Caitlin Rickard: Carrie vs. Carrie

Over the weekend I got back in to the swing of things. I went to a movie for the first time in a few months, which is a lifetime in my eyes.
Oct 22, 2013
Caitlin Rickard
(Courtesy MrX FX • MCT) Chloe Moretz stars in Metro-Goldwyn-Mayer Pictures and Screen Gems’ ‘Carrie.’

Over the weekend I got back in to the swing of things. I went to a movie for the first time in a few months, which is a lifetime in my eyes.

Though the choices featured groundbreaking movies and potential Oscar winners, such as Gravity, Prisoners, Captain Phillips and The Fifth Estate, I decided with Halloween being so close, I’d go with something a little more fitting.

The highlighted hit this weekend was set to be a remake of Carrie, and with Chloe Grace Moretz as star Carrie White and Julianne Moore as her overzealous religious “mamma,” of course I was in. And as an aside, Kimberly Pierce directed this remake, so if you’ve seen the movie Boys Don’t Cry that’s an immediate no-brainer to see the film. (Only the true film buffs will get this reference).

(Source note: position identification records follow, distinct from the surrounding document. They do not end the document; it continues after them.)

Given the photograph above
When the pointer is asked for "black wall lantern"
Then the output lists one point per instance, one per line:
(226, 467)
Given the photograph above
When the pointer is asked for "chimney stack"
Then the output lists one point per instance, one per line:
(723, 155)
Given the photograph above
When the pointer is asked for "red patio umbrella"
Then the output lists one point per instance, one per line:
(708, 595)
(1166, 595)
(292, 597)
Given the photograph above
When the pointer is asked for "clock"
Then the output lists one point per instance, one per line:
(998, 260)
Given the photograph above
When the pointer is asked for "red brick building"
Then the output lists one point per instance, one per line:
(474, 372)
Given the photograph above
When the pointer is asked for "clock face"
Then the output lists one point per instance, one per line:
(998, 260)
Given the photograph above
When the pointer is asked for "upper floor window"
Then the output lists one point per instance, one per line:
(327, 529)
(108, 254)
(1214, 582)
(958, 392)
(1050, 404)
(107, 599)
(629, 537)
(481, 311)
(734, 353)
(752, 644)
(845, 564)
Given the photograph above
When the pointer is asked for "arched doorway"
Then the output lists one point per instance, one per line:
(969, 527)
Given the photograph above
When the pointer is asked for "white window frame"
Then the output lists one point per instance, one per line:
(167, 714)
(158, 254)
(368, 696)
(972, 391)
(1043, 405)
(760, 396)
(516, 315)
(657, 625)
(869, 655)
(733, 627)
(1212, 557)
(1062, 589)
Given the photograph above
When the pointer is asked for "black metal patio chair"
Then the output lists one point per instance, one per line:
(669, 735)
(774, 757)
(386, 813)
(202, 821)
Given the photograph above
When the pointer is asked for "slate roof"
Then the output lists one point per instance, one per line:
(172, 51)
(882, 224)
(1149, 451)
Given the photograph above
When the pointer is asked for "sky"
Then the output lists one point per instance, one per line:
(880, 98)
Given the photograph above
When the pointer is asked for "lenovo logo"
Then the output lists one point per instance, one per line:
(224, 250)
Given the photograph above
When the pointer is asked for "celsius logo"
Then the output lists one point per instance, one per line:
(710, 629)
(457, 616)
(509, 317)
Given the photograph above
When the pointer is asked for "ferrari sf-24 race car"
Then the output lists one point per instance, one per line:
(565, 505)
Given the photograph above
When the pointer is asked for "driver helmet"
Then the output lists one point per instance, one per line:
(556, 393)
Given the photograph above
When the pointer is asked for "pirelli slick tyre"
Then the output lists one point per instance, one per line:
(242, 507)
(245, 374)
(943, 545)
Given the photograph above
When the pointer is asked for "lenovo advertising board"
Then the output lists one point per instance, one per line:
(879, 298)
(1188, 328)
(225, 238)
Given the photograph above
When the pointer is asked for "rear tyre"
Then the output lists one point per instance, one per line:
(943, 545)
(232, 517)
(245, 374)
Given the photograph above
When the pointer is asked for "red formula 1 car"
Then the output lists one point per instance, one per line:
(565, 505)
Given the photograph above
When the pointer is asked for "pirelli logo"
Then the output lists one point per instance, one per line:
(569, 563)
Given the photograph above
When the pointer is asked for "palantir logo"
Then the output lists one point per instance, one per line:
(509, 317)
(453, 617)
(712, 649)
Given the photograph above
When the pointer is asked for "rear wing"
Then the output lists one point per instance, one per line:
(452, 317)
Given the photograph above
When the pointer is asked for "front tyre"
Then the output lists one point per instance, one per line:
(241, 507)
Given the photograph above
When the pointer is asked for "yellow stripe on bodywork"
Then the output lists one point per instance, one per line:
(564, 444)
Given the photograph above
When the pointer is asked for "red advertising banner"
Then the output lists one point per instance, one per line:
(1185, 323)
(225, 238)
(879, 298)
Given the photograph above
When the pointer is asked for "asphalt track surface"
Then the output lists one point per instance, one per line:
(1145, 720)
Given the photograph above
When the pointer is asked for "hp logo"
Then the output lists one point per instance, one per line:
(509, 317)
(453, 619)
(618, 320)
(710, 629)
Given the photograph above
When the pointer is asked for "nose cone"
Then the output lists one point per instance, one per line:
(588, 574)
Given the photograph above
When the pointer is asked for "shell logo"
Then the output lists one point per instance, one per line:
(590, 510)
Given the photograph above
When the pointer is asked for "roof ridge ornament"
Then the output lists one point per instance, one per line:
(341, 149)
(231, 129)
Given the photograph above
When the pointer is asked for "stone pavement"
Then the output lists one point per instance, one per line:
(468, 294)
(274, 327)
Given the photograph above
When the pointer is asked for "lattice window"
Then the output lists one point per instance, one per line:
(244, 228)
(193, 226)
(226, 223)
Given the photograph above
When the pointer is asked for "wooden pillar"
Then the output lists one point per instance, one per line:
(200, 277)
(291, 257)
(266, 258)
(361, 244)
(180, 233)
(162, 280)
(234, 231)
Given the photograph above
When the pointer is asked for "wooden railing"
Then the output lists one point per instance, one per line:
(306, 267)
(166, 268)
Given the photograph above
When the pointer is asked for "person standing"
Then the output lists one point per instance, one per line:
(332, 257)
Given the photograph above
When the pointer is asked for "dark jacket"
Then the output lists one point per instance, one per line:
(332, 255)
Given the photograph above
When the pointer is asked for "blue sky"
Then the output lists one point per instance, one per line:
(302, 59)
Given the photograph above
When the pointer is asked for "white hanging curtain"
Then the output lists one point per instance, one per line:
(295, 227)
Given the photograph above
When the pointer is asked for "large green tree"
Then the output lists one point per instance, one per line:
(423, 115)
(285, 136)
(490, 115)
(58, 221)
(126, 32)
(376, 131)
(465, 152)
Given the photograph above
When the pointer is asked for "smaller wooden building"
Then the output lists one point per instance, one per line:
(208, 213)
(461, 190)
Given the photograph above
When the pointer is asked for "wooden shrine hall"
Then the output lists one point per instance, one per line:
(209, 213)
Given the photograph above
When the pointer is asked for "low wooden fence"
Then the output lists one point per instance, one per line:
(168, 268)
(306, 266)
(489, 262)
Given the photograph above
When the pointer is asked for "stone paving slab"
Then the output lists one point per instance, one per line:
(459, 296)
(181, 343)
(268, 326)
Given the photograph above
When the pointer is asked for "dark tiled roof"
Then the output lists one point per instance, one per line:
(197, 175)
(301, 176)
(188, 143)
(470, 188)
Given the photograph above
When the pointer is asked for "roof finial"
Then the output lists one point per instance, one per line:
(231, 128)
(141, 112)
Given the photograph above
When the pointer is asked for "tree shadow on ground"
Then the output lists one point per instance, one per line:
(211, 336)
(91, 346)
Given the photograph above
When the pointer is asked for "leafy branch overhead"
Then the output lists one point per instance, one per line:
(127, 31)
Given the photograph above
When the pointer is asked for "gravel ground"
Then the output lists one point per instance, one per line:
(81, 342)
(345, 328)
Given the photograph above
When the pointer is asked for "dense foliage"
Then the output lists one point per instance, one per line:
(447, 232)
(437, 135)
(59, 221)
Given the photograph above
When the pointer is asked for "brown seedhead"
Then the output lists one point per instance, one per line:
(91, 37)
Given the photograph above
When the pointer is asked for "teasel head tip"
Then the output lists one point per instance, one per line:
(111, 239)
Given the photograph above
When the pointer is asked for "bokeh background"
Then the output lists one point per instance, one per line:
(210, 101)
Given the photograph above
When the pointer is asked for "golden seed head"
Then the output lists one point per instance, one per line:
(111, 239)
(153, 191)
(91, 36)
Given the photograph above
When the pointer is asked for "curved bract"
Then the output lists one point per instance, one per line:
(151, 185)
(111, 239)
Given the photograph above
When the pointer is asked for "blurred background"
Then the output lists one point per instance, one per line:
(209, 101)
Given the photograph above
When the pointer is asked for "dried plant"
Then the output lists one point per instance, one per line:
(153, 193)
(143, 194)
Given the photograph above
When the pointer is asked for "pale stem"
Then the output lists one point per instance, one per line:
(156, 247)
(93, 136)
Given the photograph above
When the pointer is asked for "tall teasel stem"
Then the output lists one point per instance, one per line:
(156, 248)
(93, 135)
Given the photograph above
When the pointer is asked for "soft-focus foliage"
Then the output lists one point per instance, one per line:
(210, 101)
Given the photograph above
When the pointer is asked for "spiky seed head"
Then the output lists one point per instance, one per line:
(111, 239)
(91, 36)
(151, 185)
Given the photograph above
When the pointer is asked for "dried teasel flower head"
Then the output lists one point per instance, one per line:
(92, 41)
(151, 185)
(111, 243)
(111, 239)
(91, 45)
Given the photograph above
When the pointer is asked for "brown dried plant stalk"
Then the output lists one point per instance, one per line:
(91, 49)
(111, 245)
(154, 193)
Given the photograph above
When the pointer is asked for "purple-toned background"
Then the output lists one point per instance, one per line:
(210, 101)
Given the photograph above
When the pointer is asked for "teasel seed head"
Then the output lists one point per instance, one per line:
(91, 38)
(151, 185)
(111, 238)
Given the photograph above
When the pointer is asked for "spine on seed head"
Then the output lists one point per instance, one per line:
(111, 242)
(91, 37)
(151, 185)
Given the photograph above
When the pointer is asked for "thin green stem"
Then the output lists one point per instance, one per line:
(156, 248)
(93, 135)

With the original Carrie starring Sissy Spacek, I’ll admit I was a little defeated before seeing the remake. However, Moretz, being the new “it girl” that she is was incredible and of course believable only being 15 years old. 

I think my main complaint about Moretz actually was that she was too… pretty. Carrie is supposed to be a lonely and homely outcast abused by her peers, but one look at Moretz and you see she’s a sight for sore eyes. Even her winning Prom Queen in the film felt real because I could totally see that happening to her in real life.

The movie however barely waved from the original and in fact at times almost looked like a mirror image, minus the updates from 1976.

The main difference was the opening scene showing Mamma White giving birth to Carrie. And honestly, I think it was a scene the movie could of definitely done without.

I think more than anything over the years the theme has stayed true and has been heard loud and clear more recently. Bullying is not OK. 

Though the movie never voices it or is used as a medium or path to anti-bullying, the message is apparent: you mess with the bull, you get the horns. Given, not everyone that is bullied has telekinetic powers, but still, probably stay away from those quiet loner types.

Perhaps one of the most easily recognizable horror movies of all time, the plot reaches a boiling point when Carrie wins Prom Queen and is then doused by a bucket of pig’s blood while on stage. Insert telekinetic powers here.

Overall, I was pleasantly pleased with the remake of such a classic film.

But if I can just add my two cents, I think the made-for-TV movie version of Carrie from 2002 starring Angela Bettis as Carrie and Patricia Clarkson as Mamma White completely takes the cake. 

That Carrie was the epitome of a loner and whole-heartedly convinced me.

No matter which Carrie is your favorite there’s one thing that has rung true throughout the years and remakes; you will know her name.